Medical practitioner and almanac compiler

Sarah Jinner (fl. 1658 – 1664) was an English compiler of almanacs and a medical practitioner. She is considered one of the first women to be a professional writer in what is now the United Kingdom.

==Life==
The details of Jinner's life are largely unknown. She is thought to have been a supporter of the Royalists and she must have received some education. We know of her existence because annual almanacs that she wrote are extant. They were aimed at educated people and the medical subjects are biased towards women. The almanacs were published between 1658 and 1664.

Almanacs were one of the sources of medical advice and it was unusual to have a woman as the named author. Jinner's portrait is included as a woodcut and the books reveal her Royalist sympathies. The books are frank about women's medical issues and Jinner's confidence in women to cope with medical treatment. She is the first woman known to have written almanacs and she and Hannah Woolley are considered the first women professional writers. Their writings show the freedoms that were available during the Commonwealth and the Restoration of the monarchy. Within the almanac she replies to a letter and the accusation of Aristotle that women are just imperfect men. She notes that leading women like Elizabeth I show no sign of being imperfect men.

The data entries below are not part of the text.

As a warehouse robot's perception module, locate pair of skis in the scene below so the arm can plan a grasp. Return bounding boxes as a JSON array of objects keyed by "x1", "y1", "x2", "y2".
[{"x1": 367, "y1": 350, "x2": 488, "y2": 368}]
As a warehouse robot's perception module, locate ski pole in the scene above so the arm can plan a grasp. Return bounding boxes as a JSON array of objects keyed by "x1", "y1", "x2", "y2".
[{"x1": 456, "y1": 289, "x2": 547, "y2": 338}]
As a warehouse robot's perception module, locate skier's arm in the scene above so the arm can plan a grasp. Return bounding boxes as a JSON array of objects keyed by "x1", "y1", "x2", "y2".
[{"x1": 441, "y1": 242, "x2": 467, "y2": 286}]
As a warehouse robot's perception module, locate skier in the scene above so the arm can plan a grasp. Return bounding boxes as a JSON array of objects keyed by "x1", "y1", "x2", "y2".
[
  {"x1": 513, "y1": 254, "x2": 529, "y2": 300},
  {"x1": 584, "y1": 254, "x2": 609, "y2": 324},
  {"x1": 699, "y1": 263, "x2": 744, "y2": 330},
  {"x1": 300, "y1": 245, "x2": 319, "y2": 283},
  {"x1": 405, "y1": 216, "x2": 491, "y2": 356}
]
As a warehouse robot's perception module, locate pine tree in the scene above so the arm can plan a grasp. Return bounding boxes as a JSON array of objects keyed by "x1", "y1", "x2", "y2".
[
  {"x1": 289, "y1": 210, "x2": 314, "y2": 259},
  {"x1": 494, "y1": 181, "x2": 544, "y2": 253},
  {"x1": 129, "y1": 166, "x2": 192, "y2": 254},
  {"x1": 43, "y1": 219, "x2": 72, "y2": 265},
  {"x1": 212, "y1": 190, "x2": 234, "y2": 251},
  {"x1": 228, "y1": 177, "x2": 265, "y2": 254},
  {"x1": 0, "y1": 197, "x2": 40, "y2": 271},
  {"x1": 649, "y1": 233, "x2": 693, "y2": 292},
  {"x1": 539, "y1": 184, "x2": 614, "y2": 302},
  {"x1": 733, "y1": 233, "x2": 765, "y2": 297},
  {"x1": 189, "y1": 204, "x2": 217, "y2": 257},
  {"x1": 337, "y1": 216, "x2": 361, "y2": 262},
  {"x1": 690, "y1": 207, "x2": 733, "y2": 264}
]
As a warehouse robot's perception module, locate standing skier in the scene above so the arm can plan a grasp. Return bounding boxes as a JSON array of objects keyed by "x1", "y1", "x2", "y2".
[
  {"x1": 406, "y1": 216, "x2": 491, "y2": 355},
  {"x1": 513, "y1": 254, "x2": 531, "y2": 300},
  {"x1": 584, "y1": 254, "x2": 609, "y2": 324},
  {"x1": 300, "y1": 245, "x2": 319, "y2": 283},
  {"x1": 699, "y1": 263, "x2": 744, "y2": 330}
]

Her almanacs provide an insight into female sexuality and related public discussion. Jinner's book provides astrological advice about when, and when women should not, satisfy their desires. Her books describe physical symptoms and offered herbal remedies for treating gynaecological ailments. Her advice is drawn from two other publications available from the same publisher. Jinner advises wives on recipes that can be used as aphrodisiacs to encourage "fruitfulness" in men or women for the "comfort of man and women" and she hints at recipes to discreetly combat impotence.